This has been on my reading list for years. I read about it on a now long-departed blog and somehow imagined it was more cookbook-sized, despite being a history of rather than how to make tome on my favourite nosh. Being somewhat bereft of reading stuff on my return from Vienna, I ordered in a haphazard manner of things I thought could be entertaining, and Lizzie Collingham’s Curry: A Tale of Cooks and Conquerors which I’ve looked at on my list every time I wonder what to read next and the pass over this time I decided either I buy it or I delete it.
Mainly it first entered my list because I love curry, especially the northern Baltistan varieties (though an introduction to Afghan wok-style curries in Vienna has me off on another bender),and I also love the history of food.
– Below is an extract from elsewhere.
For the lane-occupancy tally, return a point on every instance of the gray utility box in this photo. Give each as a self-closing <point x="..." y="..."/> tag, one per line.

It also has – for a history book – recipes! So I am sincerely hoping it is some euros well-spent and I can cook new things.
When I first came to Guangzhou, I was introduced by the fearsome culinary vultures of the Symphony Orchestra to about the single best thing to eat in the world: Yalamian – duck noodle soup. What made it so very good was Noodle God, the guy out the front of the 5 kuai street shop who upon taking your order and small aluminium token would pull a chunk of milky white dough from under a tea towel, and beat and stretch and plait it into long fine strands before throwing it into his special broth with fresh lettuce leaves for all of 30 seconds then scoop it into a bowl, top it with roast duck, and slide it onto your table, all in less than 3 minutes. Both me and JD, my lighting designer who came with me that first time agreed it was worth gettting on a plane to Guangzhou just for a bowl of these oh-so-delectable noodles. It was an addiction.
And it came to and end. The shop is still there, but no Noodle God. The Yalamian is made from fresh noodles, but they come scooped from a big bowl, pre-prepared. I whined to the Orchestra guys about this loss, and they came to the rescue: Yangroulamian from the Xinjiang Muslim shop in Shui Yin Lu. The noodles are made on the spot, the broth is disturbingly good, and the yangrou – lamb is sliced so thin it’s translucent. All topped with corriander and spring onions. And all at the same wonderful price of 5 kuai, about 90 cents. So, JD, this one’s for you: Yangroulamian; it’s worth flying here for.